Marineland says it has euthanized a seven-year-old beluga whale after a long battle with several different medical conditions.
It is the 18th beluga to die at the Niagara Falls, Ont., tourist attraction since 2019. Three other belugas sold to a Connecticut aquarium in 2021 have since died. Kiska, the country’s last remaining killer whale in captivity, died in April 2023. One dolphin, one harbour seal, one grey seal, two sea lions and two Magellanic penguins have also died at the park in the past five years.
The province says its Animal Welfare Services team received confirmation of the death on Thursday.
Marineland says in a post on social media that Eos was born in 2017 to a first-time mother and needed help from the pod to raise her.
The park says Eos was diagnosed with renal disease in 2021 and suffered from infection that required intensive treatment.
Marineland says Eos rebounded several times, but her conditioned worsened in the past few months to the point that a team of veterinarians decided euthanasia was the proper course.
The province’s chief animal welfare inspector told The Canadian Press in November that to her understanding, marine mammal deaths at the tourist destination have not been related to water quality.
That’s despite the fact the water did not meet the standard of care until recently, Melanie Milczynski said in a rare interview. The province’s “proactive team” of inspectors, which is a specialized unit of 10 inspectors that examine zoos and aquariums, test Marineland’s water weekly, Milczynski said.

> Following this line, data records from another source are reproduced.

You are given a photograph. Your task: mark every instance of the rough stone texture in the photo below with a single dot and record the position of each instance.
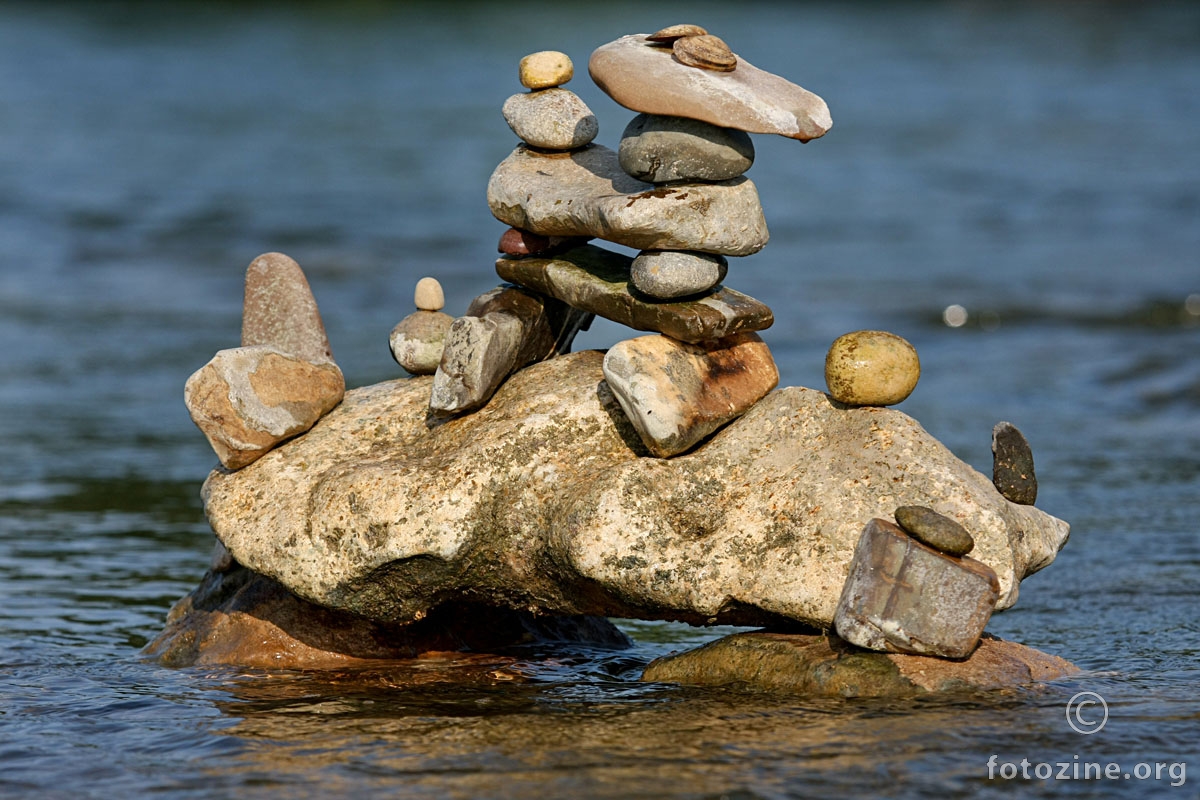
(519, 242)
(587, 193)
(871, 368)
(427, 295)
(541, 499)
(670, 274)
(647, 78)
(555, 119)
(249, 400)
(1012, 464)
(813, 665)
(280, 311)
(903, 596)
(417, 342)
(597, 281)
(660, 149)
(239, 618)
(677, 394)
(545, 70)
(504, 329)
(939, 531)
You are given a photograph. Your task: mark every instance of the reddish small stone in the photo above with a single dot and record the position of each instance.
(522, 242)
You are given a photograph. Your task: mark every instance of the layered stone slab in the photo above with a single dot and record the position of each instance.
(646, 77)
(597, 281)
(677, 394)
(587, 193)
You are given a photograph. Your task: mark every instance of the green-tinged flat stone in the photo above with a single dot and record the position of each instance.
(597, 281)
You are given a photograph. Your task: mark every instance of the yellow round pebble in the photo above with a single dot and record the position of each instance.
(546, 70)
(429, 295)
(871, 368)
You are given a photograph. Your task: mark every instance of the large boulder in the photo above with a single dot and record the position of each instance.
(546, 500)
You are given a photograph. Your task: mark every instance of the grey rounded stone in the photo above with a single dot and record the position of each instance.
(418, 340)
(551, 119)
(1012, 464)
(939, 531)
(660, 149)
(669, 274)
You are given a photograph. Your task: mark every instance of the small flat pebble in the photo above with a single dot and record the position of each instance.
(546, 70)
(934, 529)
(429, 295)
(1012, 464)
(670, 274)
(417, 342)
(871, 368)
(551, 119)
(660, 149)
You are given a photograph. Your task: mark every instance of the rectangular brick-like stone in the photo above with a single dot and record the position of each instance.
(903, 596)
(597, 281)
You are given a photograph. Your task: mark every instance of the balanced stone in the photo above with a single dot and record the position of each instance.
(660, 149)
(903, 596)
(677, 394)
(417, 342)
(429, 295)
(871, 368)
(280, 310)
(249, 400)
(1012, 465)
(546, 70)
(645, 77)
(504, 329)
(587, 193)
(934, 529)
(552, 119)
(544, 499)
(670, 274)
(597, 281)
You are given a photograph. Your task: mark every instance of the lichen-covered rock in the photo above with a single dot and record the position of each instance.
(544, 500)
(815, 665)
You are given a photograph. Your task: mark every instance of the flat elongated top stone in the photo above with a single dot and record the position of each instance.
(587, 193)
(597, 280)
(280, 311)
(646, 77)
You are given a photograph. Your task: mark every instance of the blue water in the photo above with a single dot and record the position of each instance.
(1036, 163)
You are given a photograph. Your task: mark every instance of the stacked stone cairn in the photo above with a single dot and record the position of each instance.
(676, 191)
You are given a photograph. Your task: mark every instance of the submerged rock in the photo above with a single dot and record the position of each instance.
(823, 665)
(244, 619)
(544, 500)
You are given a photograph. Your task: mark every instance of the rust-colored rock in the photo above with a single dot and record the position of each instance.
(677, 394)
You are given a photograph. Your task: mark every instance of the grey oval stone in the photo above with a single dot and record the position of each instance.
(552, 119)
(660, 149)
(418, 340)
(670, 274)
(1012, 464)
(939, 531)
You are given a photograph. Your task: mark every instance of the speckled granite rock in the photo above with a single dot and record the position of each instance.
(816, 665)
(597, 281)
(645, 77)
(587, 193)
(544, 500)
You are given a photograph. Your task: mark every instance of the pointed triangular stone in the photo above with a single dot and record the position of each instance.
(280, 310)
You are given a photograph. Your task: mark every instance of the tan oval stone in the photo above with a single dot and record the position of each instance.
(672, 32)
(871, 368)
(546, 70)
(429, 295)
(706, 52)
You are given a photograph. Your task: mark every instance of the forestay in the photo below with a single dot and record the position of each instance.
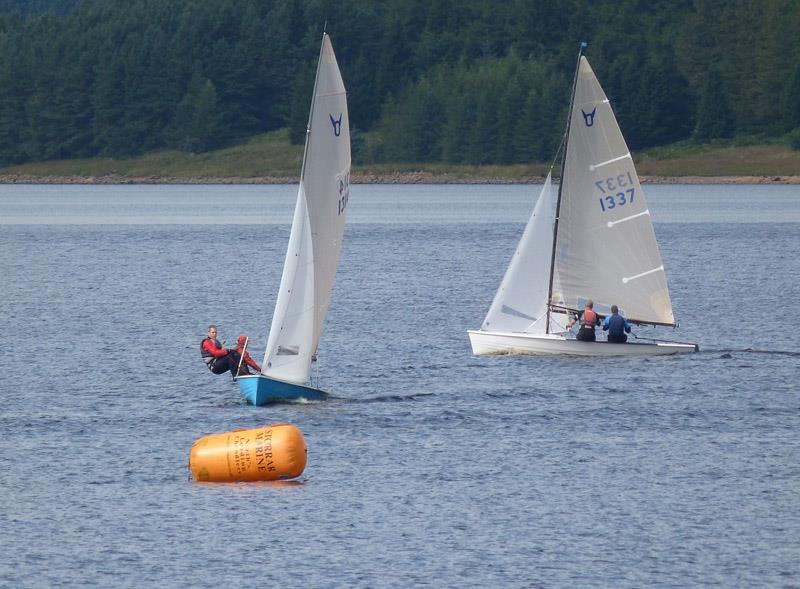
(521, 301)
(606, 248)
(317, 228)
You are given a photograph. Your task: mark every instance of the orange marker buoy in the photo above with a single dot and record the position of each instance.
(270, 453)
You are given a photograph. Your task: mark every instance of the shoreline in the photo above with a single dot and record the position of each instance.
(370, 178)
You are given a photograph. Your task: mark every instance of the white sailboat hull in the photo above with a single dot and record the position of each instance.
(489, 342)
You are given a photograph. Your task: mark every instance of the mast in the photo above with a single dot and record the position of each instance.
(561, 184)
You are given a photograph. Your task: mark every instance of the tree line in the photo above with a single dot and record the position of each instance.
(462, 81)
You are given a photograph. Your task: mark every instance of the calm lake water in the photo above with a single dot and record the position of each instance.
(429, 467)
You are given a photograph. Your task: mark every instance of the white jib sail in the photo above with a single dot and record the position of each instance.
(521, 300)
(317, 229)
(606, 249)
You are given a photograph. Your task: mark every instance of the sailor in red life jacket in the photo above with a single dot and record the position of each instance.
(245, 355)
(218, 359)
(588, 320)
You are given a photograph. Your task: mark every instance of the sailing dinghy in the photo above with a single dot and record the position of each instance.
(314, 246)
(592, 240)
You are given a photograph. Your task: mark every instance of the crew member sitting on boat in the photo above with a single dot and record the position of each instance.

As of November, she said they have visited the park 205 times since the province took over animal welfare enforcement from the Ontario Society for the Prevention of Cruelty to Animals in 2020.
In 2020, Animal Welfare Services launched an investigation into the park. The following year, it declared that all marine mammals in the park were in distress due to poor water quality and ordered Marineland to fix the issue. Marineland appealed the order while denying its animals were in distress, but later dropped that appeal.
On Thursday evening Phil Demers, a former trainer at the park and an animal rights activist, said on social media platform X, formerly Twitter, “Yet another beluga whale has been euthanized at MarineLand. This time it was Eos, a young (7 year old) female. 31 beluga whales remain.”
Marineland filed a lawsuit in 2013 against Demers, alleging that he trespassed and plotted to steal an 800-pound walrus named Smooshi. Demers filed a counterclaim, also in 2013, for defamation and abuse of process. Marineland dropped that $1.5-million lawsuit in 2022.